Asterisk Redundancy & Load Sharing

I am currently running a Call Center of 100 Agents with 8 Incoming PRIs (240 Channels), The setup is as follows

PRIs terminating in Lucent MAX TNT
Asterisk as SIP Proxy & Registrar
RTC Client API (Windows Messenger) as SIP Phone

All incoming calls on the MAX are redirected to Asterisk (TNT’s Primary Proxy is *), * answers the calls and adds them in to the Queue (app_queue) & starts playing MOH, as soon as an agent is available the call will be transferred to that agent

I need sugestions for Load sharing and Redundancy of my Asterisk server becuase right now if my Asterisk fails theres no backup available for it.

One solution for Redundancy that I can think of is to install Asterisk on another machine and set it as TNT’s secondry proxy so whenever there will be a failure on Primary Asterisk, TNT will start sending calls to Secondary Asterisk but there will be 2 problems, First is that what will happen if secondary Asterisk will fail too (TNT doesnt have support for more than a Primary & Secondary Proxy) & Second is that my SIP Agents dont support the functionality of Secondary Registrar.

For load sharing I dont have any idea of what to do because all of my agents are registered on one Asterisk & using the Queue application, I wpuld like to implement some sort of load sharing becasue I want to expand my call center (virtually to unlimited number of PRIs and Agents). I understand there are many possible senarios but any advice would be very much appreciated.

Thanks

anyone out there with a reply ?

check out openser.org. I have been itching to play with this myself for a similar situation and will explore it further upon the need arising.
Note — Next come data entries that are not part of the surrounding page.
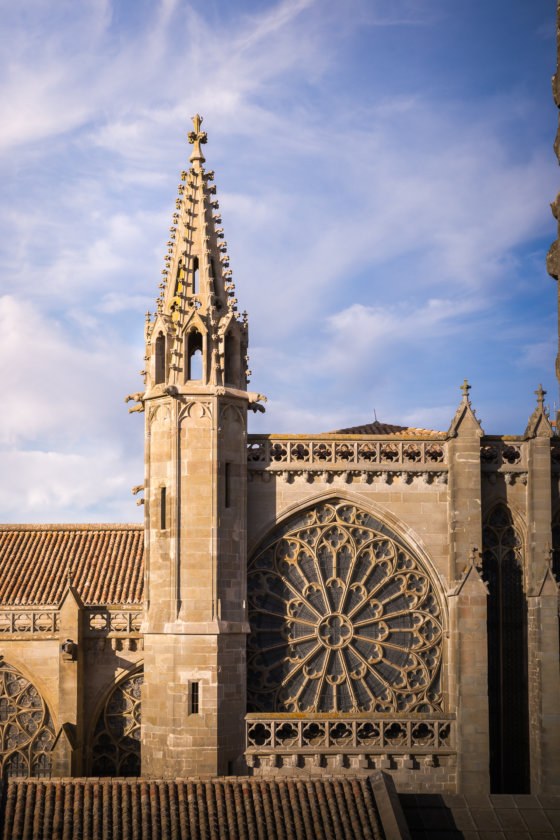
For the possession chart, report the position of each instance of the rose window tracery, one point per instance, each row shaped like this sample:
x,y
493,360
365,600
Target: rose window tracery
x,y
343,618
116,744
26,728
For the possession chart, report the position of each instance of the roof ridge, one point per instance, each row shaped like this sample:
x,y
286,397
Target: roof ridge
x,y
72,526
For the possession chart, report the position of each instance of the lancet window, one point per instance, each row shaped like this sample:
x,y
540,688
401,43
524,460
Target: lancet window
x,y
507,653
26,728
116,737
344,618
193,352
231,351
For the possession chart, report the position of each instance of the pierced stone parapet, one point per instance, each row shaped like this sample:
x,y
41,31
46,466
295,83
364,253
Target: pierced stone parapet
x,y
272,451
503,456
422,735
24,623
344,476
109,622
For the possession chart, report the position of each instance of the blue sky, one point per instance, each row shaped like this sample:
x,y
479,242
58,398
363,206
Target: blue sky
x,y
384,171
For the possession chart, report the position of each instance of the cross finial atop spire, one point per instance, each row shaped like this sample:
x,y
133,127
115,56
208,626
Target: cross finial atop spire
x,y
197,137
540,394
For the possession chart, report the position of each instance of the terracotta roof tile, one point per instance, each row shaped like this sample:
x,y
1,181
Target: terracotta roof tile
x,y
377,428
242,808
105,563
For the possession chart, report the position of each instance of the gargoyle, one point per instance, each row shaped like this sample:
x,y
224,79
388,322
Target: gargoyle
x,y
138,397
255,400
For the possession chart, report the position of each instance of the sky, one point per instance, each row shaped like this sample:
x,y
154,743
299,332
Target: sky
x,y
384,170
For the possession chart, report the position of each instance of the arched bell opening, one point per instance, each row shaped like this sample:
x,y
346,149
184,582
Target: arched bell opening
x,y
232,361
194,369
507,654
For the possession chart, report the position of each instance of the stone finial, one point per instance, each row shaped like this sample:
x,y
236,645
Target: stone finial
x,y
195,138
540,394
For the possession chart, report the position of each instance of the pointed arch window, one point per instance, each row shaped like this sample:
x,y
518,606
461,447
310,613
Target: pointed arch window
x,y
193,353
159,373
26,728
507,653
116,737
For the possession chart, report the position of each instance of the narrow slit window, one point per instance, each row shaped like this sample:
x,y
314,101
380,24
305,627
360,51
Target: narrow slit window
x,y
194,698
160,359
227,485
195,276
230,350
163,508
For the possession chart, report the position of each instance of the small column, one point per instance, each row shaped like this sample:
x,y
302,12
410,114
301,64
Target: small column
x,y
68,747
468,648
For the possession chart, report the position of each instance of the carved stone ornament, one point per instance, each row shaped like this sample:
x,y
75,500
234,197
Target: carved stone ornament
x,y
116,747
343,618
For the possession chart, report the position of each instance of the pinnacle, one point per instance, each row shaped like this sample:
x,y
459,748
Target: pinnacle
x,y
196,309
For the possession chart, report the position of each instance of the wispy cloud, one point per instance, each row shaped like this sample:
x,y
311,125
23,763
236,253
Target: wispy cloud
x,y
382,222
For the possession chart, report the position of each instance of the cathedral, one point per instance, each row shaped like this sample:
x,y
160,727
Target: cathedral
x,y
375,598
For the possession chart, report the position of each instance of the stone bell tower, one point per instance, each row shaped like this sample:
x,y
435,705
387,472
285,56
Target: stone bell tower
x,y
195,402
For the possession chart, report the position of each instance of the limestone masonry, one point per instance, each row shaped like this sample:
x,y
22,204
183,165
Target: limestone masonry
x,y
375,598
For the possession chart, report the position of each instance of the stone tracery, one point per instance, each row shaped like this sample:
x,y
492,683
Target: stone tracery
x,y
26,728
343,618
116,746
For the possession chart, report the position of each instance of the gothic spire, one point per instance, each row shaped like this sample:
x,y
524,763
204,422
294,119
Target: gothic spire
x,y
197,319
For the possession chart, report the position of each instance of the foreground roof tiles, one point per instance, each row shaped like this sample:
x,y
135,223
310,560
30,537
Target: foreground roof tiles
x,y
220,809
105,563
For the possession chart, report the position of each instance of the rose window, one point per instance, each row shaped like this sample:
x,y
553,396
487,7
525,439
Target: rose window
x,y
343,618
26,729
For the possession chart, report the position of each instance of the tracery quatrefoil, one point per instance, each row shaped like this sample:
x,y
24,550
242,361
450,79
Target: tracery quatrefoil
x,y
343,618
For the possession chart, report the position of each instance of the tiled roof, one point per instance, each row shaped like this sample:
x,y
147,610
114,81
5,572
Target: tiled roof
x,y
377,428
241,808
105,563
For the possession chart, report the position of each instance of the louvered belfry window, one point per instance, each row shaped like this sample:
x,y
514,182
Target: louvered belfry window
x,y
344,618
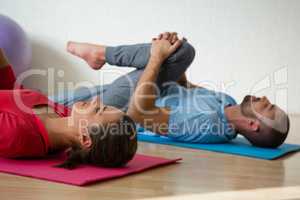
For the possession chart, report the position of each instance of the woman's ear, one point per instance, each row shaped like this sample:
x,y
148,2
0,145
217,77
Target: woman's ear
x,y
254,125
86,140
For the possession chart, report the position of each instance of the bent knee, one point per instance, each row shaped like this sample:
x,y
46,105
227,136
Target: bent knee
x,y
186,53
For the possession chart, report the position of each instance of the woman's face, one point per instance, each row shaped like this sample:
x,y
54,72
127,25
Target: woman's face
x,y
85,113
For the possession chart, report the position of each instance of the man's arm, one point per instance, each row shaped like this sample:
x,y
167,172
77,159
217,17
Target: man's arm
x,y
142,105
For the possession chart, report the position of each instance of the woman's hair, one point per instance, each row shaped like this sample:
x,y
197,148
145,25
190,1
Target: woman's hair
x,y
113,145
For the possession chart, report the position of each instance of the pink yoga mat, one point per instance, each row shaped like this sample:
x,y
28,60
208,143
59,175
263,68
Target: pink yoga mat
x,y
83,175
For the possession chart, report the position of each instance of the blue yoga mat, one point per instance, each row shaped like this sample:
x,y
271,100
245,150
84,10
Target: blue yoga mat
x,y
238,146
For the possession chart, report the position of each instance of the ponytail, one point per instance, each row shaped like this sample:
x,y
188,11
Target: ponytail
x,y
76,156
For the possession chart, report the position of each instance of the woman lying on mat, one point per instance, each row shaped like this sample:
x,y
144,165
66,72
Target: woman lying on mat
x,y
166,103
33,126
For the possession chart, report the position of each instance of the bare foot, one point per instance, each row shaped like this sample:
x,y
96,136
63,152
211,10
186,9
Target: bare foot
x,y
93,54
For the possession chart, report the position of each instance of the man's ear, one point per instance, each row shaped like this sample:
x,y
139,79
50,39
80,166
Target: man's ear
x,y
253,125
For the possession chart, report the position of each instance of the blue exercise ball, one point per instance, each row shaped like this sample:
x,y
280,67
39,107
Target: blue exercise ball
x,y
16,45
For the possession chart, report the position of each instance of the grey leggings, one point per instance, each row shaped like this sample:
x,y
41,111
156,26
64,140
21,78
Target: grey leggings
x,y
118,93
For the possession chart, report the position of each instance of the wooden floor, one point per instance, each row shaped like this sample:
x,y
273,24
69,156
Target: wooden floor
x,y
201,175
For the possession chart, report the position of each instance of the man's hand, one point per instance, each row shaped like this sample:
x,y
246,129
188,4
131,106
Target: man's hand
x,y
163,46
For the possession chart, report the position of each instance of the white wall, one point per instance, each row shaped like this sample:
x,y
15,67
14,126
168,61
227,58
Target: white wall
x,y
237,41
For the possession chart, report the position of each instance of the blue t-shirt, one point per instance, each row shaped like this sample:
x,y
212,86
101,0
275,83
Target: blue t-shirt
x,y
197,115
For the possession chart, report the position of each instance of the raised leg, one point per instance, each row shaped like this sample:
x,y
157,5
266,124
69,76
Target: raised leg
x,y
120,91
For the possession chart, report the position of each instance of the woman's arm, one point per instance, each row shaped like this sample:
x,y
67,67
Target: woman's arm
x,y
142,105
3,60
7,75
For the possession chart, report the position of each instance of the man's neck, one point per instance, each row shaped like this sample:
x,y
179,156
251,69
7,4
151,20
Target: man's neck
x,y
233,116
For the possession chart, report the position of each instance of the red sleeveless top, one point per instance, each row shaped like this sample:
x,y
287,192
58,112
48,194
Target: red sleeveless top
x,y
22,133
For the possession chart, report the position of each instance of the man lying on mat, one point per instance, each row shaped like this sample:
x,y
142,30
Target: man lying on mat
x,y
164,101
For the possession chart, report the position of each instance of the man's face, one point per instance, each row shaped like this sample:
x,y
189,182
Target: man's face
x,y
253,106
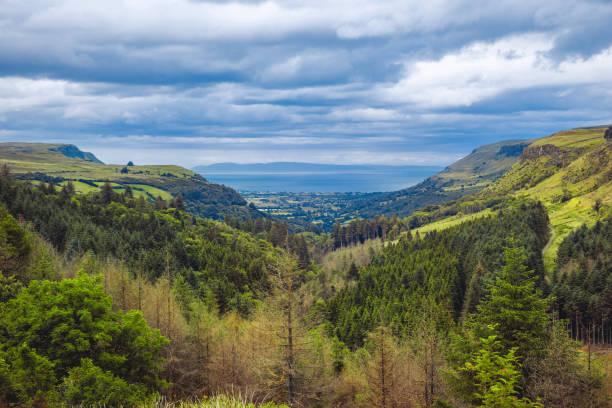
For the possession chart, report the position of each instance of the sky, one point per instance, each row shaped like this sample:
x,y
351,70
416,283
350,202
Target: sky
x,y
370,82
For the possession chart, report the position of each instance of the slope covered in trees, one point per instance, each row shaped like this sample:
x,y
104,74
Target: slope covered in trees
x,y
440,267
217,261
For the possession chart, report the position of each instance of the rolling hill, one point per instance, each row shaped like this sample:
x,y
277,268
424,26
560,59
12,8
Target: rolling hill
x,y
61,163
467,176
570,172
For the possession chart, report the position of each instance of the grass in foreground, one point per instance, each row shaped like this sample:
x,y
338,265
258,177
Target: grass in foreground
x,y
219,401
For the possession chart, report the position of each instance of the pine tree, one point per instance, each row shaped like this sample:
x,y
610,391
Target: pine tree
x,y
107,193
473,292
515,307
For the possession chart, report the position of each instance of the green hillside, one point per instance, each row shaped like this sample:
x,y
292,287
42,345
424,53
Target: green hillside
x,y
61,163
570,172
467,176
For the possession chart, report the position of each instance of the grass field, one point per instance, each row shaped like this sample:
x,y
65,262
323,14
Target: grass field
x,y
451,221
569,191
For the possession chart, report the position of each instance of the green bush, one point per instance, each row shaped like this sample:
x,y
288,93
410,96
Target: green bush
x,y
90,385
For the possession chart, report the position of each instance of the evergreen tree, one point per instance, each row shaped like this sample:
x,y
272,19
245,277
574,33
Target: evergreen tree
x,y
107,193
497,376
515,307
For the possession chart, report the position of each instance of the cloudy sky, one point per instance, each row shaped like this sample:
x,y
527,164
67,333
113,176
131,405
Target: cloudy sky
x,y
329,81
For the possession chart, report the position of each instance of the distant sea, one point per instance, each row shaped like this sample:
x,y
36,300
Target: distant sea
x,y
319,178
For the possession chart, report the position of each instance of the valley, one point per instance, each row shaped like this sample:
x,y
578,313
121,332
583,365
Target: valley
x,y
143,284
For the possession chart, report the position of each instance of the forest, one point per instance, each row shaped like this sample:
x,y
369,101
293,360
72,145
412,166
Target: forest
x,y
107,299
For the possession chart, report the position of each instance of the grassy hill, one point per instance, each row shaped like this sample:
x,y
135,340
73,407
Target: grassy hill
x,y
467,176
40,161
570,172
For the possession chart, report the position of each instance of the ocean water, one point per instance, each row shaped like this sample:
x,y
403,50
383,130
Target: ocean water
x,y
378,179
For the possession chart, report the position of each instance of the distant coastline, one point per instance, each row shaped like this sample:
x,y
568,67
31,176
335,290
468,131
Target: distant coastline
x,y
312,177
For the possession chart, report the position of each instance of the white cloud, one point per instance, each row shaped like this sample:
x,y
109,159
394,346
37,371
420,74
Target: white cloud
x,y
484,70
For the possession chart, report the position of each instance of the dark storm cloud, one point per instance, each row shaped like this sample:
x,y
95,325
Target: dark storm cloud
x,y
345,81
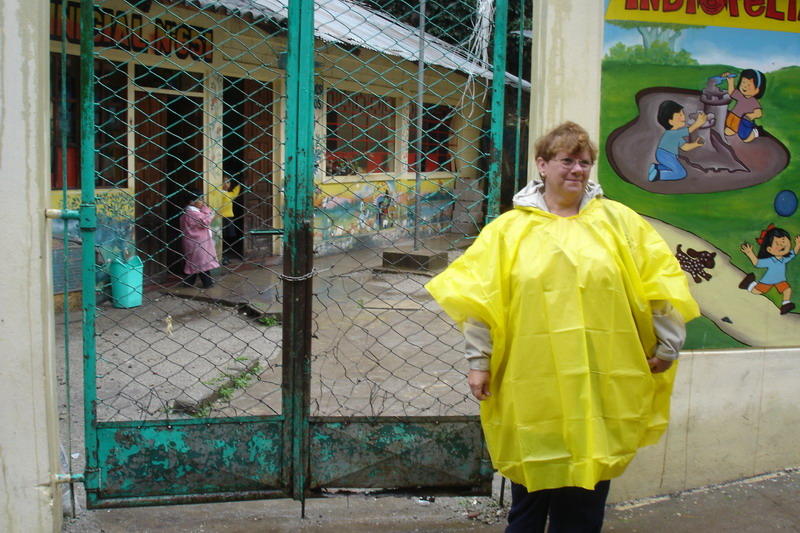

Let me know if this helps any.

the simple answer would be to put the two * boxes on a load balancer so if one fails it will assign the IP to another one. THis can also be done in software i think.

OpenSER might be a good option for you, it would sit between the TNT and Asterisk(s), and distribute the calls that way. It can also in some cases sit between the agents and *; so agents register to OpenSER and this reduces the * load… I’ve never used it tho so this is just what I’ve heard.